# Jeans wearing out



## lexar27 (Jan 8, 2015)

Something I've noticed the more i train as years go by. I know im getting larger but man this is getting annoying.  It seems the jean crotch tends to wear out quite often on my jeans. I stopped with getting jeans at Kohls for exmple. Hoping that ones from American Eagle were better, nope still happening. I noticed Express mens jeans tho spendy do hold up longer but still feel the material wearing out faster then anywhere else in the pants. 

Anybody else got this issue?


----------



## SFW (Jan 8, 2015)

Jeans? Just get those oversized, Puffy bodybuilder pants that all the bigs wear. Be sure to get matching spaghetti-strap tank tops so your look will be complete.


----------



## SFW (Jan 8, 2015)




----------



## maniclion (Jan 8, 2015)

Shower after your workouts and your crotch won't itch so much...


----------



## raysd21 (Jan 9, 2015)

SFW said:


> Jeans? Just get those oversized, Puffy bodybuilder pants that all the bigs wear. Be sure to get matching spaghetti-strap tank tops so your look will be complete.



Yeah I think Antoine Vaillante has his own line.  Cavariccis and spaghetti straps.  

Hey SFW that sounds like another short story.  Haha.

*IRON IN THE 80's

Cavariccis and Spaghetti Straps

by SFW

*


----------



## HeavyB (Jan 9, 2015)

Get you some damn levis... Are you lifting in you jeans like a douchebag in the gym?  Never worn out the crotch but busted some zippers when I am on tren....


----------



## lexar27 (Jan 9, 2015)

Yup wearing jeans and sandals when i squat. How did you guess? haha Hell no man. I can only stand light weight shorts and shirt in the gym. The jeans im talking about is just out and about the world with all the normal skinny and fat kids. The jeans have always been loose fit so i can get them over my thighs but i hate getting huge pants cause i dont have the waist. Ill get a size 34 jeans so i got more material for thighs but my waist is 32. 

Fuck maybe ill just wear sweat pants or zoobaz like the cool kids.


----------



## IronAddict (Jan 9, 2015)

Maybe just stop wearing jeans altogether, unless you like the male camel toe... 

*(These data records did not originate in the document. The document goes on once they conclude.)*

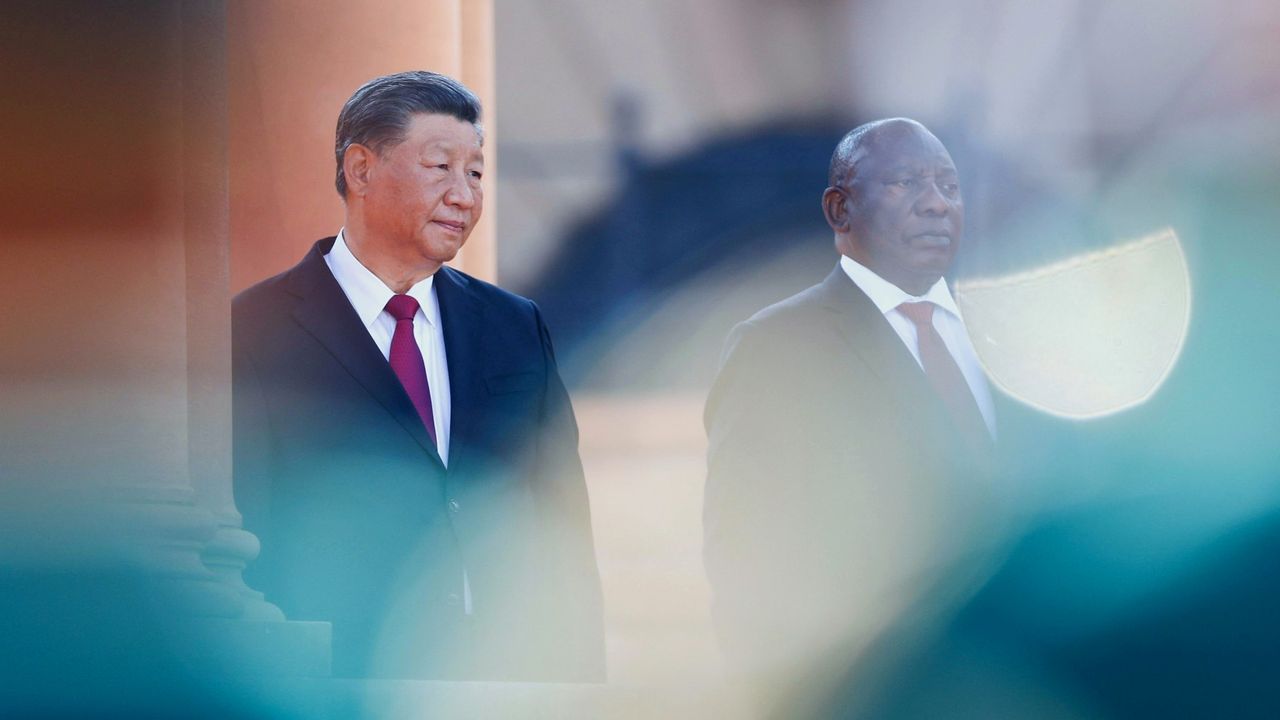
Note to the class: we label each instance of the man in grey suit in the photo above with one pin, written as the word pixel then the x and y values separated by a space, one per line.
pixel 850 425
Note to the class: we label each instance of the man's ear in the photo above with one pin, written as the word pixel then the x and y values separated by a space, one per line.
pixel 357 162
pixel 835 208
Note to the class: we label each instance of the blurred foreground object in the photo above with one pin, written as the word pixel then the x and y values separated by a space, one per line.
pixel 1088 336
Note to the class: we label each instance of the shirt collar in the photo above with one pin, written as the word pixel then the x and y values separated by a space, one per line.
pixel 887 296
pixel 366 292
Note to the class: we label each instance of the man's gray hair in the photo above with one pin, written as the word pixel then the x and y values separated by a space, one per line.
pixel 378 114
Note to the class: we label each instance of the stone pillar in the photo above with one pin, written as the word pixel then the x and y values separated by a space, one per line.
pixel 119 542
pixel 292 64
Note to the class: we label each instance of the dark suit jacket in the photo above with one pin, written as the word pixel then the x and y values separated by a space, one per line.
pixel 360 522
pixel 836 484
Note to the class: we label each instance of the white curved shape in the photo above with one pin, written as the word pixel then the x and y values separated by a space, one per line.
pixel 1086 337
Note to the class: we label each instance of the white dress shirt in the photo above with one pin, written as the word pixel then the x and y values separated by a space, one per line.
pixel 369 296
pixel 946 319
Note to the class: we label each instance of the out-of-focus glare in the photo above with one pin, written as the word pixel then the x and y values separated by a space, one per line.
pixel 1084 337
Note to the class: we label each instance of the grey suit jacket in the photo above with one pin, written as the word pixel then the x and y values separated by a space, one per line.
pixel 837 486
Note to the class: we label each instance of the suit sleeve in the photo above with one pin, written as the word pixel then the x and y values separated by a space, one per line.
pixel 755 458
pixel 563 500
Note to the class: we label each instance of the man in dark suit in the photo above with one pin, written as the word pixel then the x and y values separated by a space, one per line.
pixel 405 449
pixel 850 425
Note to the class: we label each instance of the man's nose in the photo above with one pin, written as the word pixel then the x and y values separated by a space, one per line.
pixel 931 200
pixel 461 194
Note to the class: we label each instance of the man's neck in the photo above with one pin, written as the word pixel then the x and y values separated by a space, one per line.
pixel 397 276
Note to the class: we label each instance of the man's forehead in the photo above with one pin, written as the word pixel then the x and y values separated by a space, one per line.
pixel 903 147
pixel 442 130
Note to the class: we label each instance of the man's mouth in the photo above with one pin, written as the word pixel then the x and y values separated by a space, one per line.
pixel 931 240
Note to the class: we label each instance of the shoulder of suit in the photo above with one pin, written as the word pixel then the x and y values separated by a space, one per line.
pixel 489 294
pixel 786 313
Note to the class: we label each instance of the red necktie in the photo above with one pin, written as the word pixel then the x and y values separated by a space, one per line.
pixel 945 376
pixel 406 359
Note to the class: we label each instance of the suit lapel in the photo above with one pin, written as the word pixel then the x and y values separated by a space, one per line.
pixel 327 314
pixel 868 333
pixel 461 318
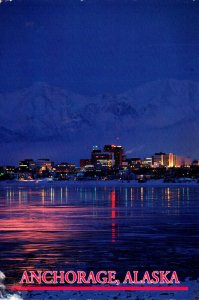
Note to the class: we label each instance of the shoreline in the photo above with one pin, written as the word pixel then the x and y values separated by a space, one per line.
pixel 98 183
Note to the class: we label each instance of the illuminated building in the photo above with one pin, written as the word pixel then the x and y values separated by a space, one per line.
pixel 84 162
pixel 104 159
pixel 27 165
pixel 147 162
pixel 118 153
pixel 65 168
pixel 163 159
pixel 169 160
pixel 44 164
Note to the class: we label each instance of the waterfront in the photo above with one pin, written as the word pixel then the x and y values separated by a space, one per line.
pixel 99 228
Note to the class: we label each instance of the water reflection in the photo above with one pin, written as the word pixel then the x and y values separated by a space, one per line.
pixel 78 226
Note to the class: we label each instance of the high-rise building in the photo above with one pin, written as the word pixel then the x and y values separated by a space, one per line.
pixel 118 153
pixel 27 165
pixel 169 160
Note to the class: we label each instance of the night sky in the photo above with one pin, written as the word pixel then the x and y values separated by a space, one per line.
pixel 96 47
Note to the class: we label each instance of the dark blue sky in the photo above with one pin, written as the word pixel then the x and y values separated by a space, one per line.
pixel 97 46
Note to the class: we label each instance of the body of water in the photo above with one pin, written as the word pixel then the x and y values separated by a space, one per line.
pixel 99 228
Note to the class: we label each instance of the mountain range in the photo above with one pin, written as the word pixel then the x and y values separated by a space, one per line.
pixel 48 121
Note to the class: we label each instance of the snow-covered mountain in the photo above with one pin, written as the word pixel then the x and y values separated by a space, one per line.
pixel 49 121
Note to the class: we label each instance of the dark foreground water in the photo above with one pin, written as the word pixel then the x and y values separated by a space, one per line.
pixel 99 228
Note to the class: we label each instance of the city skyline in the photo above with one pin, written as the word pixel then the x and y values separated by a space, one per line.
pixel 116 71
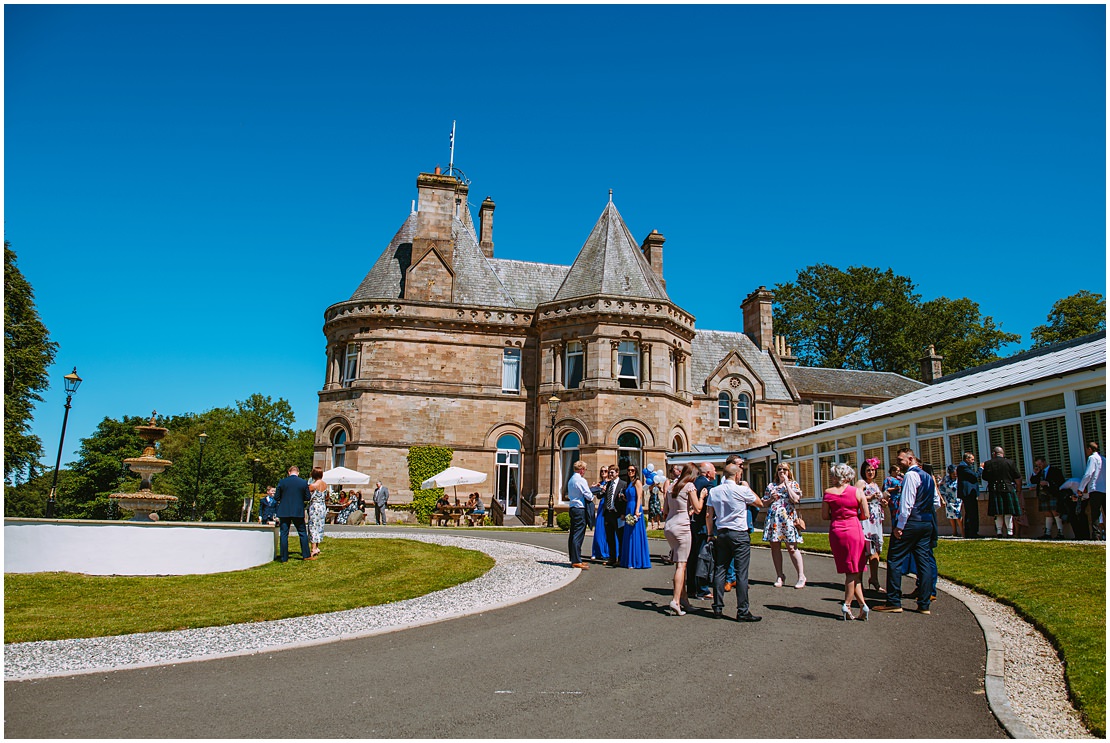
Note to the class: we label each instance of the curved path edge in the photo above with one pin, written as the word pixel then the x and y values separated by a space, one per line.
pixel 33 660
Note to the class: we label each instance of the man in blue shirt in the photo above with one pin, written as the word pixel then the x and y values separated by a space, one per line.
pixel 577 491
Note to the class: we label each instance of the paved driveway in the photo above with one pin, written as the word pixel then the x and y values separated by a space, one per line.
pixel 597 659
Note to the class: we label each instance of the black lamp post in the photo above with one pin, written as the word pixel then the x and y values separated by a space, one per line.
pixel 553 404
pixel 72 382
pixel 200 461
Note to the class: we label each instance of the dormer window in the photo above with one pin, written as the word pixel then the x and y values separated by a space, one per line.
pixel 575 364
pixel 628 364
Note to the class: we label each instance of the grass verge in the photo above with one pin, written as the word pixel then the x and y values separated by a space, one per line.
pixel 1058 588
pixel 349 574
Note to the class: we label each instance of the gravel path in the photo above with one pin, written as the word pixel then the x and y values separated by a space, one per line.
pixel 1033 672
pixel 521 572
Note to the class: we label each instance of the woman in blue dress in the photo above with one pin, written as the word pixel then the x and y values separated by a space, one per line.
pixel 634 552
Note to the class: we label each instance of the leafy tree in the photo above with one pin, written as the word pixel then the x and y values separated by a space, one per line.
pixel 865 318
pixel 959 332
pixel 28 352
pixel 1071 317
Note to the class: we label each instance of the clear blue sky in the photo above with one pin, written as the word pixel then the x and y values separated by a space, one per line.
pixel 189 187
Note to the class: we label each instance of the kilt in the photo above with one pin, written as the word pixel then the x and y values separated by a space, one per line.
pixel 1002 501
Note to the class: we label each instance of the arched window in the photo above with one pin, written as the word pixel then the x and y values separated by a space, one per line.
pixel 724 410
pixel 569 455
pixel 339 448
pixel 743 411
pixel 628 452
pixel 507 488
pixel 575 364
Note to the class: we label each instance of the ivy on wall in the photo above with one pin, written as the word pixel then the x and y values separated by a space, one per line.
pixel 423 463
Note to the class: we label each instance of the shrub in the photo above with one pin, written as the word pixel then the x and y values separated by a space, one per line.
pixel 423 463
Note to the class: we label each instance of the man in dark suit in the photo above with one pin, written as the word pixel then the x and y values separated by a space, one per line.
pixel 613 506
pixel 292 496
pixel 1048 480
pixel 967 475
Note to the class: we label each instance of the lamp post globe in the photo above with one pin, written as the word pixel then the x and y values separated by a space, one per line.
pixel 553 407
pixel 72 382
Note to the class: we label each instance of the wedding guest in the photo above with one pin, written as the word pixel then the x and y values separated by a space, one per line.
pixel 676 508
pixel 634 550
pixel 873 528
pixel 726 519
pixel 950 496
pixel 783 495
pixel 844 506
pixel 268 508
pixel 318 510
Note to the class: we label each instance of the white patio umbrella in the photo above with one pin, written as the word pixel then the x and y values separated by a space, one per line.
pixel 341 475
pixel 454 477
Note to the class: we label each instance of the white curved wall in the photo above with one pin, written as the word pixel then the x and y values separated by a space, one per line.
pixel 101 548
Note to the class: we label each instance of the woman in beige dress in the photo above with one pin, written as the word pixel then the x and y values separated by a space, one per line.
pixel 676 508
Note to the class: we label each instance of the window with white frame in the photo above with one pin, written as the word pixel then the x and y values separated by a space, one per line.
pixel 724 410
pixel 511 370
pixel 575 364
pixel 743 411
pixel 628 364
pixel 350 364
pixel 339 448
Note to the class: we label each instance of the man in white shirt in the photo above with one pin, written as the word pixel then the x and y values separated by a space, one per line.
pixel 1093 484
pixel 577 491
pixel 727 525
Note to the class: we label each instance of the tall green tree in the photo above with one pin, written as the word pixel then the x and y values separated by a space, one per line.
pixel 1071 317
pixel 867 318
pixel 28 352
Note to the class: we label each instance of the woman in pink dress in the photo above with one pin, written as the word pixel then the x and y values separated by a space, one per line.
pixel 844 506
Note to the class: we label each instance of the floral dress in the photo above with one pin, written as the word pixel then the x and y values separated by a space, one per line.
pixel 873 528
pixel 318 509
pixel 951 494
pixel 779 526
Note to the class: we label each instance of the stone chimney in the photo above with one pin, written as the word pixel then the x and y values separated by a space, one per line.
pixel 653 251
pixel 485 227
pixel 930 365
pixel 785 352
pixel 439 199
pixel 757 320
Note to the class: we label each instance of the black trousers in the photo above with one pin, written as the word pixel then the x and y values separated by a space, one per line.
pixel 612 519
pixel 302 531
pixel 971 514
pixel 577 533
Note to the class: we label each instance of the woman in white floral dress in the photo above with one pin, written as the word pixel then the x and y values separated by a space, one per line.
pixel 781 495
pixel 873 528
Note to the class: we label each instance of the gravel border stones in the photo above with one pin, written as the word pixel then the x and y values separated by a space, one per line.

Like SFW says, get some of these,


----------



## IronAddict (Jan 9, 2015)

Have you ever seen the Duluth jeans commercial? T think this is what you need,


----------



## lexar27 (Jan 9, 2015)

Crouch without the ouch. Hmm i think you maybe be onto something here with the Duluth jeans.


----------



## Zaphod (Jan 9, 2015)

Or you could just walk around legs bowed out like John Wayne after two weeks in the saddle and sand in his shorts.


----------